Search JTA's historical archive dating back to 1923

East German Anti-semitism Rising, but Some Reports Are Fabrications

December 14, 1989
See Original Daily Bulletin From This Date
Advertisement

Anti-Semitism and racist attacks on foreigners are being reported with increased frequency in East Germany, where until recently they were treated like state secrets.

In some instances, it has become hard to distinguish between actual occurrences and neo-Nazi incidents fabricated by Stasi, the repressive state security service, to prove that it is still needed. The agency is under heavy pressure to shut down now that the Communist Party no longer dominates the German Democratic Republic.

Fabrications notwithstanding, the situation appears to be serious.

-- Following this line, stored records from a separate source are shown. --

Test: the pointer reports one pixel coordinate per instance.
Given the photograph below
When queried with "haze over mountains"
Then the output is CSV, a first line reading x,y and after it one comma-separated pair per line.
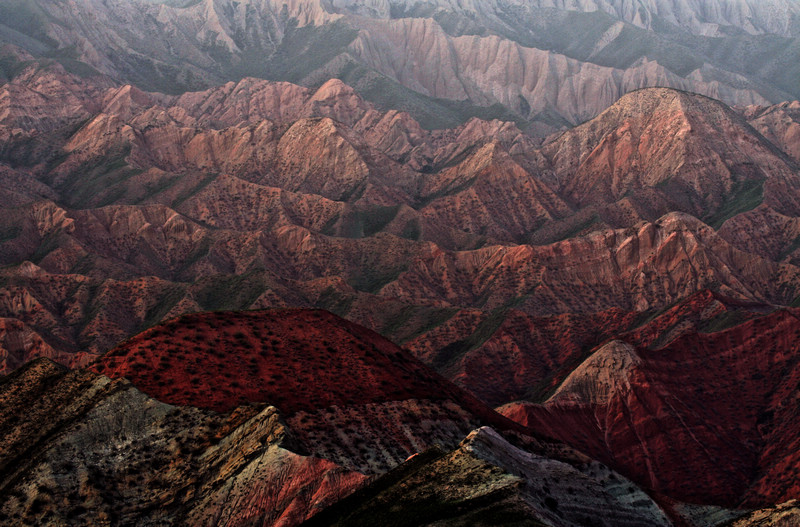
x,y
624,291
550,63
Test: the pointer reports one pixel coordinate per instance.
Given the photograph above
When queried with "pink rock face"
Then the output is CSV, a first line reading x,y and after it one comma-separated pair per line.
x,y
675,419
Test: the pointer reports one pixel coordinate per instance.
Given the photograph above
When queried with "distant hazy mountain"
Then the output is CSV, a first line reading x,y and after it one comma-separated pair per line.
x,y
555,62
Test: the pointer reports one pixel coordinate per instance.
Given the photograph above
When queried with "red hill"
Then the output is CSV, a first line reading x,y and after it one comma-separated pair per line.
x,y
298,360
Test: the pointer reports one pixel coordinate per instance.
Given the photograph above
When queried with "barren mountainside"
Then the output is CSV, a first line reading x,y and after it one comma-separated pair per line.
x,y
441,61
275,263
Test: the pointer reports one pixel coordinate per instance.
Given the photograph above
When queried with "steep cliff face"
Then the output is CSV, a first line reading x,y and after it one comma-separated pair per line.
x,y
489,479
334,204
82,448
685,437
485,58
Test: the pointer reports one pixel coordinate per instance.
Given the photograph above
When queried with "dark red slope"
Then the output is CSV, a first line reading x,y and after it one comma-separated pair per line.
x,y
295,359
710,418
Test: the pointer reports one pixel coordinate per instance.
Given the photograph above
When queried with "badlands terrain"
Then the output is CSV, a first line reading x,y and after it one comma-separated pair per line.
x,y
395,263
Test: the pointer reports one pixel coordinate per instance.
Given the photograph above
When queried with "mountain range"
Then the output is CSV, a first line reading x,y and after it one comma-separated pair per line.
x,y
399,263
544,64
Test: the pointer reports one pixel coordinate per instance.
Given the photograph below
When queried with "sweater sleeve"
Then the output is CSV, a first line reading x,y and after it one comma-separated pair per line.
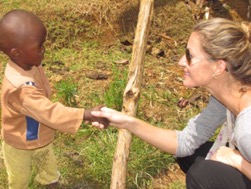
x,y
31,102
200,128
242,133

While the Communist Party newspaper Neues Deutschland said Tuesday that it could not confirm the rumored murders of two foreigners in East Berlin, the newspaper acknowledged several recent incidents of violence against foreigners.

High school students attacked three blacks in an East Berlin discotheque in October, shouting, “Jewish pigs” and “Dirty Negroes.”

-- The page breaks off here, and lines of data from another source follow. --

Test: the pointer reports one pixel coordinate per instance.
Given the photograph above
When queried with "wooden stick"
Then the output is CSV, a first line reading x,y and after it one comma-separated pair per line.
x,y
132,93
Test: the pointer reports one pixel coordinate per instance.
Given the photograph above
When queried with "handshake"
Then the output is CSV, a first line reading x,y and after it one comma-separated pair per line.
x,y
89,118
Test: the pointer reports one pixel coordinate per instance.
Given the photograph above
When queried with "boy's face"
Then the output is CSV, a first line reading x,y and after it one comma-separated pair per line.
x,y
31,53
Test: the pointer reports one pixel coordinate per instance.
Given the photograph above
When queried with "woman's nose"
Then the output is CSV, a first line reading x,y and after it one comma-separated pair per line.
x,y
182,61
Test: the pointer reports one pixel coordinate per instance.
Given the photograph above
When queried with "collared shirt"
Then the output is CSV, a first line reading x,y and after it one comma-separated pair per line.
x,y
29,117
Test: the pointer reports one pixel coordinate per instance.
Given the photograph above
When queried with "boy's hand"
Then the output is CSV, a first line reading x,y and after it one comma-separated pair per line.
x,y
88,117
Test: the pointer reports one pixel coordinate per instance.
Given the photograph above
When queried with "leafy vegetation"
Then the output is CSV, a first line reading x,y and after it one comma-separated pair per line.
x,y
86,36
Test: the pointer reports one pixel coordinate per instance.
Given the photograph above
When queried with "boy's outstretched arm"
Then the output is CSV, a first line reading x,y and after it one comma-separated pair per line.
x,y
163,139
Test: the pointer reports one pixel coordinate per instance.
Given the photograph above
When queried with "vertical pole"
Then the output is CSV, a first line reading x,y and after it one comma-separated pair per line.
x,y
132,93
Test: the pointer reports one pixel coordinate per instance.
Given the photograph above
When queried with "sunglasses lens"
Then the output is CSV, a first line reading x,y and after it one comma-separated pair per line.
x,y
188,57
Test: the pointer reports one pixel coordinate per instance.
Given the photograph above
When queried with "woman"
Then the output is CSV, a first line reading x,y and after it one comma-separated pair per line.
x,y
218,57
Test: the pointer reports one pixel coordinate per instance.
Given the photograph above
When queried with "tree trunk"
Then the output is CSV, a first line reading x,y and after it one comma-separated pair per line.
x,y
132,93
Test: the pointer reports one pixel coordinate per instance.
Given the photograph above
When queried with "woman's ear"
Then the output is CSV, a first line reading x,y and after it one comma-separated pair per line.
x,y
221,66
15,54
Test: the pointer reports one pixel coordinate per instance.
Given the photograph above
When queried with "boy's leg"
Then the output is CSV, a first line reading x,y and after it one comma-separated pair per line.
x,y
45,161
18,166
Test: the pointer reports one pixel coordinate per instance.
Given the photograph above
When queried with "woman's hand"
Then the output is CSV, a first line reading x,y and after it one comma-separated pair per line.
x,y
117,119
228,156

And last May, East German youths seriously injured two blacks in a train in Sachsen. There were many witnesses, but no one intervened.

Such incidents may only seem to be on the rise because they are being reported for the first time in the official press.

But the presence of some 16,000 foreigners in East Germany, including many blacks from the Third World, clearly has aroused racist sentiments.

In the past, the party line was that racism and anti-Semitism were products of corrupt capitalism and could not exist in a socialist state.

Stasi’s efforts to stay alive reflect the profound changes that have taken place. Now neo-Nazi incidents are being manufactured.

Michael Trostoff, the Stasi chief in the Gera district, is an example. He reported that several youths in the town of Bernburg were tortured and burned by a neo-Nazi gang. An investigation by local police established that the youngsters burned themselves playing with flaming bottles.